Keadaan cincin hernia juga perlu diperiksa. Melalui skrotum jari telunjuk dimasukkan
ke atas lateral dari tuberkulum pubikum. Ikuti fasikulus spermatikus sampai ke
annulus inguinalis internus. Pada keadaan normal jari tangan tidak dapat masuk.
Pasien diminta mengejan dan merasakan apakah ada massa yang menyentuh jari
tangan. Bila massa tersebut menyentuh ujung jari maka itu adalah hernia inguinalis
lateralis, sedangkan bila menyentuh sisi jari maka diagnosisnya adalah hernia
inguinalis medialis.
2. Hernia Inguinalis Medialis (Direk)
Pada pasien terlihat adanya massa bundar pada annulus inguinalis eksterna yang
mudah mengecil bila pasien tidur. Karena besarnya defek pada dinding posterior
maka hernia ini jarang sekali menjadi irreponibilis.
Hernia ini disebut direkta karena langsung menuju annulus inguinalis eksterna
sehingga meskipun annulus inguinalis interna ditekan bila pasien berdiri atau
mengejan, tetap akan timbul benjolan. Bila hernia ini sampai ke skrotum, maka hanya
akan sampai ke bagian atas skrotum, sedangkan testis dan funikulus spermatikus
dapat dipisahkan dari massa hernia.
Bila jari dimasukkan dalam annulus inguinalis eksterna, tidak akan ditemukan dinding
belakang. Bila pasien disuruh mengejan tidak akan terasa tekanan dan ujung jari
dengan mudah dapat meraba ligamentum Cowperi pada ramus superior tulang pubis.
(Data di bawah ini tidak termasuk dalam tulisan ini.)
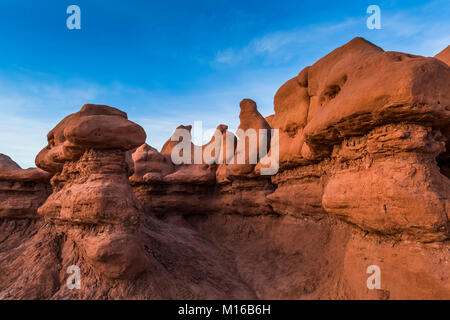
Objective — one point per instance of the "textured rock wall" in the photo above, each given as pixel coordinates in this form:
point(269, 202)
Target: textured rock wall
point(363, 180)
Pada pasien kadang-kadang ditemukan gejala mudah kencing karena buli-buli ikut
membentuk dinding medial hernia.
Pengelolaan hernia
• Memakai ikat pinggang khusus yang disebut truss (untuk menyokong hernia dan
menjaganya dari menonjol)
• Menghindari aktivitas yang menyebabkan peregangan abdomen (abdominal strain)
• Herniorrhapy
Ada beberapa cara, yaitu
Di bawah anestesi general, surgeon menarik kembali benjolan peritoneum melalui
lobang kemudian menutup defek dengan melekatkan satu sama lain. Akan tetapi, ini
menyebabkan pasien perlu istirahat untuk menahan dinding perut tertutup, ahli bedah
harus menempatkan beberapa perlengketan, di bawah derajat regangan pada jaringan
profunda, mengulang proses sampai dia nyaman menyambungkannya. Akan tetapi,
pasien harus membatasi aktivitas fisik selama beberapa minggu.
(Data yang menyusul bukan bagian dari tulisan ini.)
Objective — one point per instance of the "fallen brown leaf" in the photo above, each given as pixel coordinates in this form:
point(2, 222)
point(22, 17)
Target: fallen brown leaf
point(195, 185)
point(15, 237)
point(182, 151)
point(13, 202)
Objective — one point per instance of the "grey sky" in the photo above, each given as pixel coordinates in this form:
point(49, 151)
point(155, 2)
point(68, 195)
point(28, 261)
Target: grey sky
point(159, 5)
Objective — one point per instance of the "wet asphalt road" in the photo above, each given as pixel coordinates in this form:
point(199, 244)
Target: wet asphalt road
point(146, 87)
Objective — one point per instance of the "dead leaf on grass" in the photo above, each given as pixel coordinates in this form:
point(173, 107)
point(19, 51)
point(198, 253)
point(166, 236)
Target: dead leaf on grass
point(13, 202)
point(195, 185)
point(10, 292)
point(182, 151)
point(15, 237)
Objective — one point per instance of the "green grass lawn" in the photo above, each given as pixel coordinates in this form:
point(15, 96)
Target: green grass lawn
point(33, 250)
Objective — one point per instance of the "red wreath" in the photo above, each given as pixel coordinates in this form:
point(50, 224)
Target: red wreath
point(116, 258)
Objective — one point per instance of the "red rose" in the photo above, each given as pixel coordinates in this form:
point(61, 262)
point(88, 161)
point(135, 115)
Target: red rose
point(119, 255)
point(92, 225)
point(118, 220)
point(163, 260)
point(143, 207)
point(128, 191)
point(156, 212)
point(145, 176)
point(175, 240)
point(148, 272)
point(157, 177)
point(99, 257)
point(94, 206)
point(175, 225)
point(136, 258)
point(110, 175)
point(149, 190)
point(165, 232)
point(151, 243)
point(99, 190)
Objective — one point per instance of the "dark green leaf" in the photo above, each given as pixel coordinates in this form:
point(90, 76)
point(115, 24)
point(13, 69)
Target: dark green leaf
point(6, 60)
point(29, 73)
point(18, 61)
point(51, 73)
 Menggunakan anestesi local, incisi kecil dibuat di atas tempat hernia. Penonjolan
peritonel dikembalikan ke abdomen, tapi perbaikan dicapai dengan penempatan
potongan ‘fine (inert and sterile) mesh’ pada pembukaan jaringan. Ini ditahan pada
tempat dan incisi yang luar ditutup. Operasi memakan waktu beberapa menituntuk
melakukan. Tehnik ini tidak membutuhkan perlekatan bersama jaringan otot, jadi
mengeliminasi tegangan yang diinduksi oleh metode. Proses penyembuhan mulai
langsung -(ditempatkannya fine mesh)- otot dan tendon mengirim jaringan fibrosa
yang tumbuh sekelilingdan melalui mesh. Tehnik ini tidak perlu mondok, bahkan
setelah operasi. Pasien mampu untuk berjalan langsung setelah operasi.